Thursday, May 18, 2006

Iain M. Banks - The Algebraist

At the start of this review I’d like to offer an award. It’s very simply an award for best imagined universe. In The Algebraist, Banks’ latest vision of the future, the author has created a wonderfully complex galaxy, populated by varied aliens’, carved up by different empires and fought over by huge fleets of space ships.

Banks’ aliens are the stars here – I defy anyone not to fall in love with the Dwellers – creatures that can live to be billions of years old, who’ve evolved in Gas Giants and who spend their lives trying to improve their position in society. A position that is measured by the amount of Kudos they have acquired.
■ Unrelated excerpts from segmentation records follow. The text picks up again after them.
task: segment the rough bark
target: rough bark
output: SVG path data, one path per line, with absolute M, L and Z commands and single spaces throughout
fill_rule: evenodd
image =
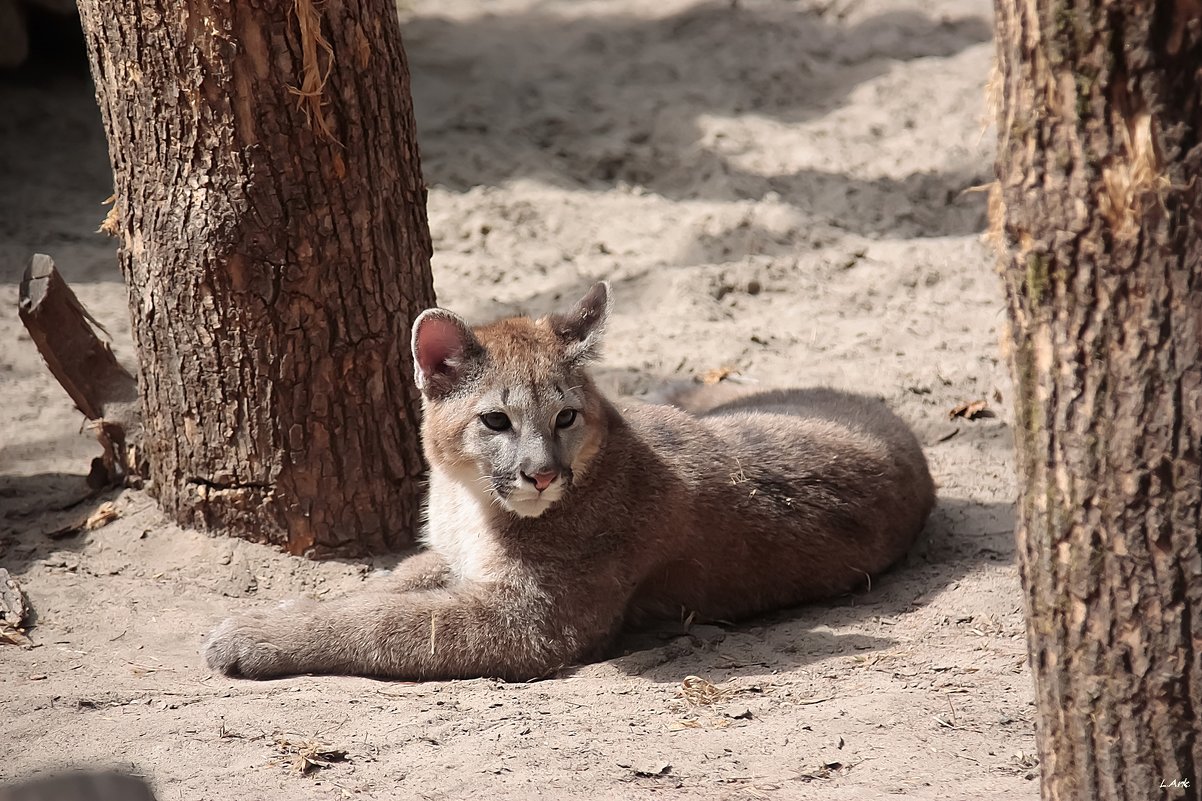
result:
M 434 299 L 391 0 L 81 0 L 162 506 L 316 556 L 410 540 Z
M 998 0 L 1043 797 L 1198 797 L 1202 2 Z

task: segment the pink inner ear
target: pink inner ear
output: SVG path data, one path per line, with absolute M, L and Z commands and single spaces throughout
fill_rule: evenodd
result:
M 454 320 L 429 316 L 417 328 L 417 366 L 426 375 L 445 373 L 447 362 L 463 354 L 463 331 Z

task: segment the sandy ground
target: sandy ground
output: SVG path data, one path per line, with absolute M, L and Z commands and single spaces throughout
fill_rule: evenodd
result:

There’s another alien race, genetically modified to make them fascinated by the dead, who cruise the galaxy collected bodies and store them in huge ships. In amongst these are the humans. Inevitably, these humans are fighting.

Of course, these battles aren’t timid small scale affairs, they’re solar system spanning, involving thousands of space ships at a time and often involve crashing asteroids into planets and things. Banks’ lets us have enough details about the ships, the weapons and the tactics to make fans of “big” Science Fiction everywhere very excited.

Finally, there is the plot. All too often Science Fiction like this fails because the plot is limited, or filled with holes (or non-existent). Not so here. From the start, when we meet dozens of characters, planets and political groupings, we are immersed in a complex, ever changing story line. While the ending is a little inevitable, the story is exciting right up to the last line.